On Wednesday, a woman and her young son walked past a building in downtown Corvallis where Rip Cronk was painting a mural of frolicking teddy bears.
“He was looking at it and before you know it he was doing the teddy bear dance,” the 71-year-old artist said. “I could not like that more.”
Cronk, who lives in Philomath, began painting the mural on Monroe Avenue last month. The painting is on the south side of the Yoga Center of Corvallis building between Second and Third streets. When finished in the next few weeks, the mural will be 100-feet long and 20-feet high.
The painting, done with airbrushed exterior house paint, depicts colorful dancing teddy bears singing the lyrics of an old song titled, “Man Smart, Woman Smarter.” At the bears’ feet are buildings seen in the area, including the Benton County Courthouse, the Wells Fargo bank and the TacoVino restaurant. The mural is brightly colored and done in graffiti-style.

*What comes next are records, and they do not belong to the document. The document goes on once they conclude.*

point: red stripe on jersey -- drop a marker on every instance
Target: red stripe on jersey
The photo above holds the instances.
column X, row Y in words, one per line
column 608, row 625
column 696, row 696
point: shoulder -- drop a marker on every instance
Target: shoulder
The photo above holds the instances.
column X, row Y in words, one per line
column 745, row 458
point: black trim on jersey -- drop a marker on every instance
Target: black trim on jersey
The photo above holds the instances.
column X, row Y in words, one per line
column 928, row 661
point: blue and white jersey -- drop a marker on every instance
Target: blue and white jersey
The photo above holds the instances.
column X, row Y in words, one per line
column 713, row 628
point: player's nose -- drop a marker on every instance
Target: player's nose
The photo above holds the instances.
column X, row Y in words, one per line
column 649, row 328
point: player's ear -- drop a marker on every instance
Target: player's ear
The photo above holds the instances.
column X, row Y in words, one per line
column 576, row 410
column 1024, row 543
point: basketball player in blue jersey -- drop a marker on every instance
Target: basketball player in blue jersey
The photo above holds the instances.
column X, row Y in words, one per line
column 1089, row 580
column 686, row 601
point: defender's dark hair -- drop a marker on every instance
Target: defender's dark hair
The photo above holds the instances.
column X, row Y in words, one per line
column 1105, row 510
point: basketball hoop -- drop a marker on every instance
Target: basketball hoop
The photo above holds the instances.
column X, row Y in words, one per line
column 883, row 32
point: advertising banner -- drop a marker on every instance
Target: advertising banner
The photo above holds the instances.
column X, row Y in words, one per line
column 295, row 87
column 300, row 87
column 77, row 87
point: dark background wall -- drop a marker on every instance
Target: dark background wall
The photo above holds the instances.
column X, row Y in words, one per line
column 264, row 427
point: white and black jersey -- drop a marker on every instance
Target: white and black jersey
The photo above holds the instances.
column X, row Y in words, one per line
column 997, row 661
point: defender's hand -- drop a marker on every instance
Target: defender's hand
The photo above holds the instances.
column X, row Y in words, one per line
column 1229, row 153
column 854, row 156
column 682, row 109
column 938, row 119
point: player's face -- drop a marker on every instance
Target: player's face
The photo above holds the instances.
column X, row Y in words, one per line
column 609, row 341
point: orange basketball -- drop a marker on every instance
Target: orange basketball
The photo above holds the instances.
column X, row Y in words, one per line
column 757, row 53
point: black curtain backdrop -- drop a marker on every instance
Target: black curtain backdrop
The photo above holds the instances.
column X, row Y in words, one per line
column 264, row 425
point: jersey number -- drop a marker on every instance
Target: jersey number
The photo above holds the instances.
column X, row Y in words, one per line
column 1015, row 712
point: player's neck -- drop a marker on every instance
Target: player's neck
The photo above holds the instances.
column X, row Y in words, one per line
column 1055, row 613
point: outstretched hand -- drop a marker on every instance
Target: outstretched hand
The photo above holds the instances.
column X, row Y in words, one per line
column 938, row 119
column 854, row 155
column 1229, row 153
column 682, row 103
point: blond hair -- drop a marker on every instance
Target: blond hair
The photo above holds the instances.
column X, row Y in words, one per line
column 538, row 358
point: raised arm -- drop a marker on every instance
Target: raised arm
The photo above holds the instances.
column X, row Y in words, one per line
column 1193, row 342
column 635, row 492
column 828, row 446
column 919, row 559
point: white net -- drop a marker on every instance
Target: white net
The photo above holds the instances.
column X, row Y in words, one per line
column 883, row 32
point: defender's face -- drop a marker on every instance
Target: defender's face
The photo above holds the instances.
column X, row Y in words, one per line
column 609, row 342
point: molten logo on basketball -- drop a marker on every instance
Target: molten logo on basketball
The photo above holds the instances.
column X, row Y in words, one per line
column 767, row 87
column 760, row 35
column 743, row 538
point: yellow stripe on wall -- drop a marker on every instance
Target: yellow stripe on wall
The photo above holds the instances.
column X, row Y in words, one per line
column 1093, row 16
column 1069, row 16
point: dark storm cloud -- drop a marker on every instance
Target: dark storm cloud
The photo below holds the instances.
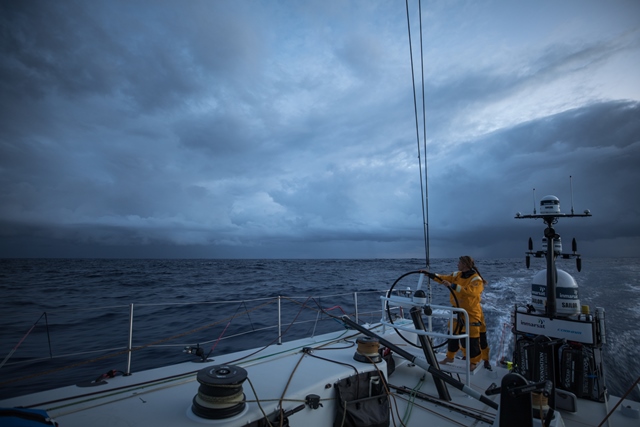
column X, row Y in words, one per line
column 243, row 129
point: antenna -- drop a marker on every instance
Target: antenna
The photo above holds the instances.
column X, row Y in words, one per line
column 534, row 201
column 571, row 188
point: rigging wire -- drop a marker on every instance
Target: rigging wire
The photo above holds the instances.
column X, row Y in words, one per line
column 424, row 192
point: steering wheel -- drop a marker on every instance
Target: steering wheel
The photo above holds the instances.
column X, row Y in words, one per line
column 390, row 317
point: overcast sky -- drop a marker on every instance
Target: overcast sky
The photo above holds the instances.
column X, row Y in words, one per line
column 286, row 129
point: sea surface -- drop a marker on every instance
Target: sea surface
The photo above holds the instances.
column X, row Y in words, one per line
column 55, row 314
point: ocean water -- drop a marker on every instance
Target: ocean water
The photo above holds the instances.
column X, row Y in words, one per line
column 55, row 314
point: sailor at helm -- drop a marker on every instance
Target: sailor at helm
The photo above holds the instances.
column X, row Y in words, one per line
column 467, row 284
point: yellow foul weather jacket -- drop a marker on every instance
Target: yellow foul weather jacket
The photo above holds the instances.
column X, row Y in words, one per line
column 468, row 289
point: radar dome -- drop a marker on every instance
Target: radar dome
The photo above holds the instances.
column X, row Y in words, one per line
column 567, row 298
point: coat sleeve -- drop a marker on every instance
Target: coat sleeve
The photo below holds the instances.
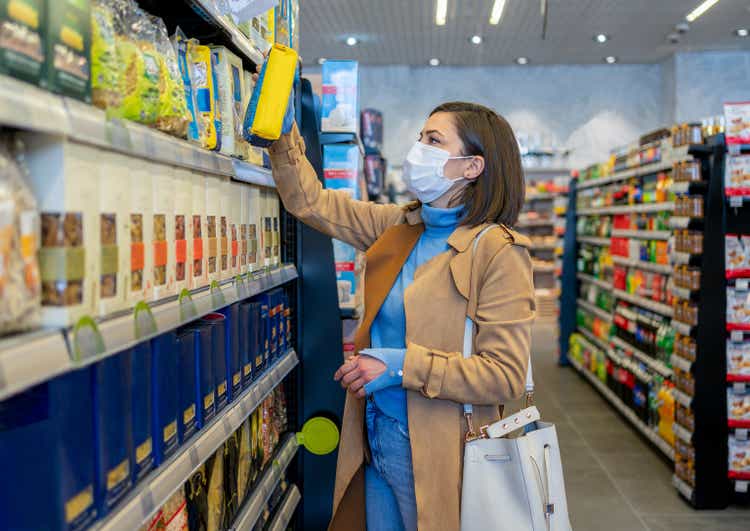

“I’m looking for the opportunity to put murals out there that represent the community, that become icons for the community and represent the values and feelings here,” Cronk said.
He said the mural is meant to be a symbol of empowerment for women. The lyrics the bears are singing include, “I say, it’s the women today, smarter than the man in every way.” The words were written by a Calypso musician called King Radio in the 1930s. The song has been re-recorded by Harry Belafonte, the Grateful Dead and other artists.
“It’s meant as an empowerment of women,” Cronk said. “The song has been made famous generation after generation for the same reason.”
Some local residents have called the mural sexist. Cronk said he doesn’t disagree with that but that there’s a greater social conversation to be had on the issue.
“If women were sort of really equal in society and got equal pay … then you could say, oh this is sexist. But they’re not,” he said.
Cronk said most of the feedback he has received about the mural has been positive. He’s glad the art is engaging the community and creating a dialogue.
He said he got the idea of the cartoon bears from the Grateful Dead. He painted shadows of the bears in a futurist style to make them look like they’re in transition through time. He also used complimentary colors hazed together to make the bears look animated in the sunlight. The mural’s title is "Cultural Transformation," Cronk said.
He said the mural persuades viewers to follow along with the bears as they read the lyrics.
“Instead of just glancing at it, you’re compelled to go along and read every one of them,” he said. “So by the time you’ve read the whole verse you’ve sort of got it. It’s worked its magic as community art.”
Cronk said he is not being paid to paint the mural but has sponsors to pay for the paint and rented lift.
After graduating with a master’s degree in fine arts from the University of New Mexico, Cronk painted his first mural in 1978 in Hawaii. The painting was of Princess Kaiulani. After completing several murals on the islands, Cronk moved to California, where he became known for his murals at Venice Beach, including "Homage to a Starry Night" and multiple Botticelli parodies. He said he enjoys working in the community and having his art be publicly accessible.
“Art that is isolated to a fine art gallery didn’t work for me,” said Cronk, who got his start as a sculptor. “This was a broader audience.”
Cronk moved to Oregon about six years ago. His first mural here was a 145-foot wide, 27-foot tall portrait of four athletes at Linn-Benton Community College. He has also painted murals at Crescent Valley High School.